By 1986, Reagan's tax-reform plan left two marginal rates of 28 percent and 15 percent, a long stone's throw from the 70 percent top rate he had inherited. His plan also cut about 2,000 pages from the tax code.
Ideas matter. Results quickly followed for Reagan. Between 1982 and 1989, the economy grew, adjusting for inflation, by 35 percent: more than 4.5 percent per year. As growth was restored, tax revenues came flowing in. Income-tax revenues grew by 50 percent during this period, even as tax rates dropped. By 1986, the inflation rate had fallen to 1 percent. By the end of his term, unemployment had dropped to 5.5 percent. Interest rates had plunged. The stock market had soared.

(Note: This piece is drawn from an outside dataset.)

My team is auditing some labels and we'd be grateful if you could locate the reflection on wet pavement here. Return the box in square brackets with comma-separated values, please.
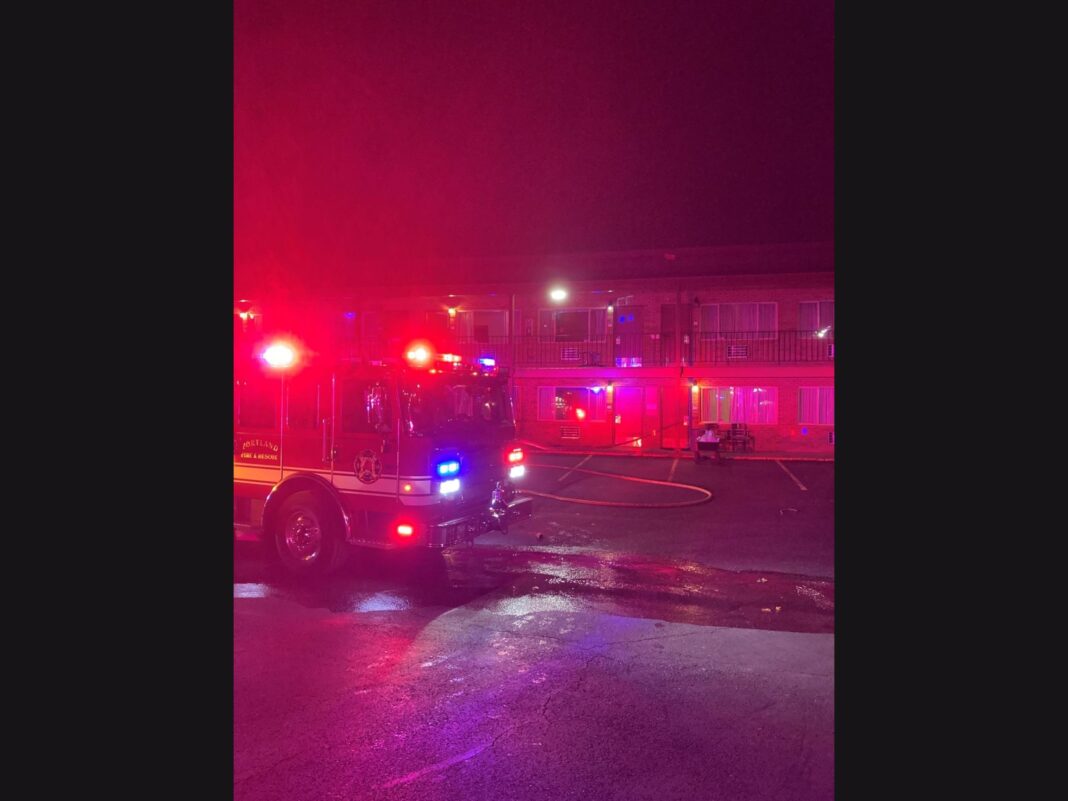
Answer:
[234, 544, 834, 632]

From July 1982 through the end of 1988, the S&P 500 averaged a near 21 percent annual gain. Brand new industries arose in computing, software, communications and the Internet -- original endeavors that completely streamlined and transformed the American economy for the decades to come. In effect, Reaganomics launched a 20-year boom, the longest prosperity period in the 20th century.
Reagan critics to this day continue to harp on deficits and debt, rather than the growth miracle produced by Reaganomics. But they are factually wrong. Reagan inherited a budget gap of roughly 2.5 percent of the economy. By the end of his two terms, he left it exactly where he found it. In between, he restored our economic health and revitalized our standing around the world.
By the time of his summit meetings with Soviet Chairman Gorbachev, Reagan was able to say calmly and diplomatically that the United States could produce the goods and the Soviets could not. In the next few years, the Berlin Wall came down and the Soviet Union collapsed. Reagan's visionary linkage of domestic economic recovery, military preparedness and worldwide peace had worked with a stunning swiftness that literally no one but the former Hollywood actor had ever visualized.
The greatness of Ronald Reagan was his optimistic vision. His unequivocal belief in freedom and democracy, in America as a city on the hill, never faltered. His free-market prescription for economic growth relied on the creativity of ordinary people working in free enterprise rather than government planning. He believed in entrepreneurship, not welfarism. He understood how to use military power. And his optimistic faith in America gave a moribund country a new life.
Reagan saved America. His passing is a sad occasion. But as his soul gazes down from the heavens, he will see that his ideas will live forever.